Now researchers are asking: To what effect?












  Last month, half a year after the last barge was towed away, a small trawler with a crew of four plied those same waters, scooping up fish and digging into the muck to find out.

“Attention New York Waterway. Research vessel Acipenser from Cornell University. We’re under tow. Please steer clear. Thank you.”

Through a haze of unremitting rain, Anne Gallagher steered the boat beyond the end of the pier and sent a second alert to a northbound ferry. Having completed another 1,000-foot-long trawl of riverbed—from seawall to pier head—she brought the Acipenser to a stop. As the boat bobbed in the wake-churned river, research volunteers Jeremy Dietrich and Ben Carr leaned over the stern, groaning as they pulled in the fish-laden net and its heavy lead weights. The job was made all the more difficult by the slippery mix of rain and hydraulic fluid on the floor that the crew had been trying hard to sweep dry.

“If we were to slide off, we’d be inside the net. That’s why we all wear knives,” said project manager Geofrey Eckerlin, pointing to the sheath on his belt. “That hasn’t happened yet.”

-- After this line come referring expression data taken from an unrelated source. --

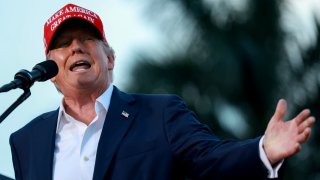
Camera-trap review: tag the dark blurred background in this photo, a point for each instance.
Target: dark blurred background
(231, 61)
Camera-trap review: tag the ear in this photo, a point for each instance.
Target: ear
(53, 79)
(110, 62)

The catch was puny by a fisherman’s standards: some small striped bass, several types of herring, white perch and a few anchovies. But each was carefully weighed, measured and recorded—they are clues to the health of the underwater habitat and its ability to recover.

Eckerlin and Gallagher are field researchers from Cornell University’s Department of Natural Resources. Under the direction of lead researcher Mark Bain, the two marine biologists and various volunteers have been spending one week each month along the waters of the Hudson River Park’s designated sanctuary, from Pier 25 to 59th Street, collecting and examining the underwater creatures. With a one-year, $190,000 grant from the Hudson River Park Trust that they expect to parlay into a second year of funding, the researchers are studying the effects of the dredging on the fish and invertebrates—clams, worms, snails, mollusks, etc.—and conducting a comprehensive inventory of fish and invertebrates throughout the park. Their findings will be compared to previous studies conducted by the Environmental Protection Agency.

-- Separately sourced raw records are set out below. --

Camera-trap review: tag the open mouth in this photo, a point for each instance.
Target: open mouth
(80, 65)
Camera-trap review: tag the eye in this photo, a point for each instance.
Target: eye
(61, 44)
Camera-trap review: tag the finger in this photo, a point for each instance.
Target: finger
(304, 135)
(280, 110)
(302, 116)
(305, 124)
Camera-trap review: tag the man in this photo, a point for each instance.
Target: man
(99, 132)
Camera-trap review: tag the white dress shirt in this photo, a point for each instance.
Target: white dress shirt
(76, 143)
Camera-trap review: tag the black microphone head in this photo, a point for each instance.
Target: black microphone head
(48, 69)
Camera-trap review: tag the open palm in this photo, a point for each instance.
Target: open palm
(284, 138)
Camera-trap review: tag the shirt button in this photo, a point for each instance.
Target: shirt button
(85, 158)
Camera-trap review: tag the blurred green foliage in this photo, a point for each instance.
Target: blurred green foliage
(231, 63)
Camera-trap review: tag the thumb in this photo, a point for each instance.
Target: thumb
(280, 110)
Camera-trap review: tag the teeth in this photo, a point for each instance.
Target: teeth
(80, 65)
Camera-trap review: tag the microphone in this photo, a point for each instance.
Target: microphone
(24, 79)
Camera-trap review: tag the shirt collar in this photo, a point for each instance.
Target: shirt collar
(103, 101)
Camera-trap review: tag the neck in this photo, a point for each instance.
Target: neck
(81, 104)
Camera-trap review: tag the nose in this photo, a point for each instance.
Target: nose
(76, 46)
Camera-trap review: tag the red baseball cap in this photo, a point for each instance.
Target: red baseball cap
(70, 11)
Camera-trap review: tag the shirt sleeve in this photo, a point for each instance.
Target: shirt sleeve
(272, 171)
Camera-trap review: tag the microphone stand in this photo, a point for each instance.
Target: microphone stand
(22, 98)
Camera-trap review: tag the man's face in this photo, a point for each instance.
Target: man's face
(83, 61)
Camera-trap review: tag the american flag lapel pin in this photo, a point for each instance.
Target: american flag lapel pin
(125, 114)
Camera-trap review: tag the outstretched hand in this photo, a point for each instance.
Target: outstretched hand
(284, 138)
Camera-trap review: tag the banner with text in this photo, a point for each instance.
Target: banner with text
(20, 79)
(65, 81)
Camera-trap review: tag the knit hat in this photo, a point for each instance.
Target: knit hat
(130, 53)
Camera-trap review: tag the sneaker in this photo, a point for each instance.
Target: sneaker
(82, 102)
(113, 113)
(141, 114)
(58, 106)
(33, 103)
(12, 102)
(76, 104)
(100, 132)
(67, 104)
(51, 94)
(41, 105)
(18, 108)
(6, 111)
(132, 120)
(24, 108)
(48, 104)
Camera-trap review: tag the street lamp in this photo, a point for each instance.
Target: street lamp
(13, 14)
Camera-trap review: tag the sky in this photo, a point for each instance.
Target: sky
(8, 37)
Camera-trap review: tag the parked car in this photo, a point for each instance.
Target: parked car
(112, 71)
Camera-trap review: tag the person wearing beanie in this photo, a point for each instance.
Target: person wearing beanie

They will be looking at the types of fish they are catching, their abundance, diversity and health. In the dredged area especially, they will examine the changes over time, and how they differ from other park areas.

“Fish have choices,” said Bain, “and dredging a section of the water there could have created an area that’s not nearly as desirable to them.” On the other hand, he added, deepening that corner of the river—and removing many of the pilings of defunct piers—may actually have made the area more attractive to fish.

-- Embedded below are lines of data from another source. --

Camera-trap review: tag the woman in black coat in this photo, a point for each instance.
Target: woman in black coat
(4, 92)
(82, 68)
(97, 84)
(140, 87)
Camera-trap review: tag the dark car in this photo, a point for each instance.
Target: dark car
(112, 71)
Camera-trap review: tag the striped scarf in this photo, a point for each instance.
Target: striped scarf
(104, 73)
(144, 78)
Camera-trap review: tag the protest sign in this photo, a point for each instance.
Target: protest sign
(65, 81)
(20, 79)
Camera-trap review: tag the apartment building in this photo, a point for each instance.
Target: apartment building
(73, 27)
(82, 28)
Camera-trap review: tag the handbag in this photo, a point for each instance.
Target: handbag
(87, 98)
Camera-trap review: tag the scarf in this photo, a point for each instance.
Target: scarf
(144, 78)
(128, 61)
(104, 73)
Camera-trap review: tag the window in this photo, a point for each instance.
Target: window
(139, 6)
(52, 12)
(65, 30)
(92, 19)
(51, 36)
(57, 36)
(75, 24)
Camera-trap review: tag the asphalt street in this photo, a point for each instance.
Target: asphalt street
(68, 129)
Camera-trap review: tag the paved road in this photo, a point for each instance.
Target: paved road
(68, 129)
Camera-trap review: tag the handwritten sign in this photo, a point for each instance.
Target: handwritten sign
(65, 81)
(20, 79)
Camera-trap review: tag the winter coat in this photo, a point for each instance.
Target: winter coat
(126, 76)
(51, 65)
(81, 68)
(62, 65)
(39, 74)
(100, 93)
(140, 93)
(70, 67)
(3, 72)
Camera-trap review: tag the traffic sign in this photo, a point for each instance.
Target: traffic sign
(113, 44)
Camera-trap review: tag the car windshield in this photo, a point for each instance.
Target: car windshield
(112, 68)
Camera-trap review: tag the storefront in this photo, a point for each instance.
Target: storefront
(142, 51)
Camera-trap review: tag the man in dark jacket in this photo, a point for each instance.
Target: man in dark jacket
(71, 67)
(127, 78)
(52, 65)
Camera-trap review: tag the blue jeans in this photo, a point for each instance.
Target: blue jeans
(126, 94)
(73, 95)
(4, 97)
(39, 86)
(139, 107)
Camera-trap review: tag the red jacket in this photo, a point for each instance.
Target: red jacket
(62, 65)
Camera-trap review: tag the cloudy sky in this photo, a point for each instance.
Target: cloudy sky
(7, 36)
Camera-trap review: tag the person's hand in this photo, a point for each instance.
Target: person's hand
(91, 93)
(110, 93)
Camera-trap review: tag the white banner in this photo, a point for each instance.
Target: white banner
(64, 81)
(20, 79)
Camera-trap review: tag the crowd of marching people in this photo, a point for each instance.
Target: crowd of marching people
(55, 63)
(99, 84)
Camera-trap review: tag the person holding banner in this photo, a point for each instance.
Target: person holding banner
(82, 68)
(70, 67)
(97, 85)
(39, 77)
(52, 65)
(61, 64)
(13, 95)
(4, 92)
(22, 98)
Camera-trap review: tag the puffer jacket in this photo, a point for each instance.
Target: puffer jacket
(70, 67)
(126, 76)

As for those tiny creatures that the team scoops from the mud, Bain said it will be important to see which species thrive there. If only the hardiest are found to recolonize the muck, it could mean that some unsettling changes—stirred up toxins or differences in the mud, perhaps—have made the riverbottom less habitable.

It will be some time before there are any conclusive findings. Identifying the invertebrates under a microscope back in the lab is a painstakingly slow process that Gallagher has only just begun. And it will take a couple of cycles to draw conclusions about the fish. But early evidence, Bain said, looks encouraging. “So far we’re catching the normal fish you’d expect in a low salt environment on the coast and the fish seem normal in their appearance.”

What still does not seem normal, said Bain, is the absence of the twin towers in the skyline—a thought that does not go away when he and his upstate colleagues are in the field. Still, trawling the city’s waters is unique. “Sampling fish with skyscrapers in the background,” he said, “that’s pretty tough to beat.”